Comemoram-se este ano, 500 anos da expedição de João Álvares Fagundes, aos bancos da Terra-Nova e Labrador

Se há algo que distingue os portugueses é indubitavelmente o seu gosto pelo bacalhau. Não é que a espécie em si, desperte alguma comiseração, simbologia ou tudo aquilo que pode estar associado com o ADN marítimo português. Mas a verdade, é que este país de dez milhões de habitantes, é responsável por praticamente 1/4 do consumo mundial deste “Gadus morhua”.

Não se pode porém afirmar inequivocamente, que a existência deste peixe em grande parte dos menus de restauração europeus se deve exclusivamente aos portugueses. Não, longe disso. Outros povos europeus desde sempre acorreram às águas frias e tempestuosas do Atlântico ou do Mar do Norte, para obter tão importante iguaria.

Carta de Pedro Reinel_1504 mostrando já a região actual da Nova-Escócia no Canadá como território Português

Mas sem dúvida que os portugueses fizeram com o bacalhau, aquilo que talvez saibam fazer melhor: da dificuldade e falta de recursos, obter o máximo rendimento. Não querendo entrar em pormenores metodológicos e gastronómicos, a sua salga e seca, saberes compilados durante gerações de pescadores inauditos, homens e mulheres rudes que religiosamente se dedicavam a esta arte, são sem dúvida fatores de diferenciação na forma de se apreciar tão vulgar quesito.

Os Portugueses corriam aos bancos da chamada “Terra-Nova”, bem a Norte, milhares de quilómetros da sua origem, em mares tempestuosos, onde o Atlântico é impiedoso com os homens e implacável com as embarcações, para de um modo quase rudimentar obter tão estratégico bem. Tinha mesmo que valer a pena para enfrentar um caminho tão dantesco.

Atlas Português de 1519 do Atlântico norte

E por entre tão intrépidos homens, um improvável navegador foi de suma importância para o estabelecimento de colónias piscatórias portuguesas no que são hoje as províncias da Nova-Escócia e da Terra-Nova e Labrador: João Álvares Fagundes. Nascido em meados do século XV em Viana do Castelo, partiu por sua contra e risco para em nome do reino de Portugal reconhecer esses territórios como seus.

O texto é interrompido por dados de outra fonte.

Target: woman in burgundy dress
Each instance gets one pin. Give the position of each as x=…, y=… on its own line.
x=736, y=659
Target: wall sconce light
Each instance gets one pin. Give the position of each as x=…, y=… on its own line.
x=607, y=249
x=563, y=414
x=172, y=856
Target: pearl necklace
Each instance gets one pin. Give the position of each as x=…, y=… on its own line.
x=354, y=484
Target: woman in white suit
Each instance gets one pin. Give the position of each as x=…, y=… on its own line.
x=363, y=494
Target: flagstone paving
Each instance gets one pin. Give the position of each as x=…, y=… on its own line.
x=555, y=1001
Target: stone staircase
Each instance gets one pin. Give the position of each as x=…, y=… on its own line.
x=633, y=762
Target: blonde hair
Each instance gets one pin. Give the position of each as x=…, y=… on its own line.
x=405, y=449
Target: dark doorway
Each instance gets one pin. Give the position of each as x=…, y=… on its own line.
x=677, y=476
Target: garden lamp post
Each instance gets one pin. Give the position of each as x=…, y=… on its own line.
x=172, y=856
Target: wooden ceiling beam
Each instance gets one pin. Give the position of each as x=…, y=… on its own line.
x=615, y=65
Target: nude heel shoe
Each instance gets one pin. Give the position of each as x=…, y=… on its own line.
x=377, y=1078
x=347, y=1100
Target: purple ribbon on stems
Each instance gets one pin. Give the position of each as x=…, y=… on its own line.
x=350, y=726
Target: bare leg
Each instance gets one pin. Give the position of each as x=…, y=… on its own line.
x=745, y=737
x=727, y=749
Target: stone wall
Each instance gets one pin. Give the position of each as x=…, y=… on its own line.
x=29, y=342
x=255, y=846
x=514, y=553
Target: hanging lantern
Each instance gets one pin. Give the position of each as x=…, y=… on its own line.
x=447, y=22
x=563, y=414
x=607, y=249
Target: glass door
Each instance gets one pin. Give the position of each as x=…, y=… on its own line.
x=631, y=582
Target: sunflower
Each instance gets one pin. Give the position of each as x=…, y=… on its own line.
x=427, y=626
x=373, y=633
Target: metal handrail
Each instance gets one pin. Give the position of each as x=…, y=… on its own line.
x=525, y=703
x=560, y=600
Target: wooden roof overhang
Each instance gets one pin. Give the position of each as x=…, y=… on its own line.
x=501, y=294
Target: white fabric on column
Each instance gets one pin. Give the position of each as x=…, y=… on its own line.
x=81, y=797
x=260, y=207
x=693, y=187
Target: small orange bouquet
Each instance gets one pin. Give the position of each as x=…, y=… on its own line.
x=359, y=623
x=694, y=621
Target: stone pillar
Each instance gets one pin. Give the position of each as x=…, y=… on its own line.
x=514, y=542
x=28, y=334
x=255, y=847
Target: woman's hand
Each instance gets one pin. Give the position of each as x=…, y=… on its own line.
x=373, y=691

Faz precisamente este ano 500 anos da sua expedição, momento destacado em monumento comemorativo na baía da cidade de Halifax, na Nova-Escócia Canadá e na sua cidade Natal em Portugal, aventura essa quase desconhecida, suplantada pela enorme epopeia da viagem de circum-navegação de Fernão de Magalhães1.

Monumento em Halifax – Canadá comemorativo da expedição com a inscrição “Portuguese Explorer * 1520 * Alvares Fagundes”

O que teria levado um homem a investir o seu próprio dinheiro em tão inaudita expedição? Seria o bacalhau um tesouro maior do que o ouro? Em Viana do Castelo, as duas tradições são igualmente importantes: a da transformação do ouro e a da seca do bacalhau, mas o que realmente fica na memória e no paladar, são as mil formas de se confecionar o bacalhau em Portugal. Esse sim, o nosso tesouro gastronómico.

1 Este também um Alto-Minhoto, nascido em 1480 em Ponte da Barca,  distrito de Viana do Castelo – Portugal.